Multicentre Validation of How Vascular Biomarkers From Tumor Can Predict the Survival of the Patient With Glioblastoma

Overview

Despite an aggressive therapeutic approach, the prognosis for most patients with glioblastoma (GBM) remains poor. The relationship between non-invasive Magnetic Resonance Imaging (MRI) biomarkers at preoperative, postradiotherapy and follow-up stages, and the survival time in GBM patients will be useful to plan an optimal strategy for the management of the disease. The Hemodynamic Multiparametric Tissue Signature (HTS) biomarker provides an automated unsupervised method to describe the heterogeneity of the enhancing tumor and edema areas in terms of the angiogenic process located at these regions. This allows to automatically draw 4 reproducible habitats that describe the tumor vascular heterogeneity: * The High Angiogenic enhancing Tumor (HAT) * The Less Angiogenic enhancing Tumor (LAT) * The potentially tumor Infiltrated Peripheral Edema (IPE) * The Vasogenic Peripheral Edema (VPE) The conceptual hypothesis is that there is a significant correlation between the perfusion biomarkers located at several HTS habitats and the patient's overall survival. The primary purpose of this clinical study is to determine if preoperative vascular heterogeneity of glioblastoma is predictive of overall survival of patients undergoing standard-of-care treatment by using the HTS biomarker.
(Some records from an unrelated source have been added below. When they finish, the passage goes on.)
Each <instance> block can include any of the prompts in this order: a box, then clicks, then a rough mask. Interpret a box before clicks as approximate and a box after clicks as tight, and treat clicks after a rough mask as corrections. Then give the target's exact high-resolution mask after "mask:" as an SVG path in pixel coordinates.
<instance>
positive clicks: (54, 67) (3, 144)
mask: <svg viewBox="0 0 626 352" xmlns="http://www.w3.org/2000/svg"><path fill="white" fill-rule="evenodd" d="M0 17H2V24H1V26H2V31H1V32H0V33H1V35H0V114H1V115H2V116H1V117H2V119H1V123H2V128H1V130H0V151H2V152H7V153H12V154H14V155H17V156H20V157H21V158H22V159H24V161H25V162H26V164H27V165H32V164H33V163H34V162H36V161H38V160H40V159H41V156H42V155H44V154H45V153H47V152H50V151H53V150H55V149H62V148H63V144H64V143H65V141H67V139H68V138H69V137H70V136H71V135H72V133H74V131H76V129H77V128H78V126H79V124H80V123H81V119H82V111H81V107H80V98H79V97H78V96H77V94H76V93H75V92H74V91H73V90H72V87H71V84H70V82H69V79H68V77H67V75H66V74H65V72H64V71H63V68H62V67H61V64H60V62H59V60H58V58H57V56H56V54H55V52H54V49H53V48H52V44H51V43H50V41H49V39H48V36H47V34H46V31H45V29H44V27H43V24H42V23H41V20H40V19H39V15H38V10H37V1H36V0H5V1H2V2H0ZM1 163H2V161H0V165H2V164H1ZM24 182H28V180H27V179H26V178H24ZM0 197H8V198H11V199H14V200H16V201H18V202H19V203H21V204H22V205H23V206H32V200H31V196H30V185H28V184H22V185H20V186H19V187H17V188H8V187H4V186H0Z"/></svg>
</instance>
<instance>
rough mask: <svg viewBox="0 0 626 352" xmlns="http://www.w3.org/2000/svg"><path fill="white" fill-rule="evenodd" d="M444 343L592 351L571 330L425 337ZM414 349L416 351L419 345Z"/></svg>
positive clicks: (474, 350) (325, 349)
This is a multicenter observational retrospective study with data collected from Hospital Information System (HIS) and Picture Archiving and Communication System (PACS) of each center involved in the study. The cohort is built with patients diagnosed with glioblastoma (GBM) with a Magnetic Resonance Imaging (MRI) pre-treatment since 1st of January of 2012 until the Study Start Date. The main objective of the study is to determine if the habitats obtained by the Hemodynamic Multiparametric Tissue Signature (HTS) biomarker, which describe the tumor vascular heterogeneity of the enhancing tumor and edema areas, are predictive of the overall survival of patients undergoing standard-of-care treatment. The specific objectives of the study are: * To identify four habitats within the GBM using MRI and HTS * To analyse the relation between the HTS habitats obtained from the first preoperative MRI and the overall survival of the patient * To analyse the relation between HTS habitats obtained from the first preoperative MRI and the progression-free survival of the patient * To analyse the relation between the HTS habitats obtained from the postradiotherapy MRI and the overall survival of the patient * To analyse the relation between HTS habitats obtained from the postradiotherapy MRI and the progression-free survival of the patient * To discover other interesting relations between the HTS habitats obtained from preoperative, postradiotherapy and follow-up images and the clinical conditions of the patients Cox regression, Kaplan-Meier estimator and multiple linear regression analysis will be used to assess survival significance of each biomarker at each HTS habitat. The predictive value will be compared with models based on clinical and volumetric image variables: Age, Karnofsky Performance Status (KPS) Scale and Visually AcceSAble Rembrandt Images (VASARI) features. Moreover, the HTS-based models will be compared to models based on hemodynamic biomarkers, such as Cerebral Blood Flow (CBF), Cerebral Blood Volume (CBV), capillary permeability (Ktrans) and fractional Volume of Extravascular-Extracellular space (Ve), and diffusion biomarkers, such as Apparent Diffusion Coefficient (ADC), extracted from automatic segmentations of the edema and the enhancing tumor. Finally, Sørensen-Dice coefficient will be used to measure the correlation between MTS habitats in longitudinal studies.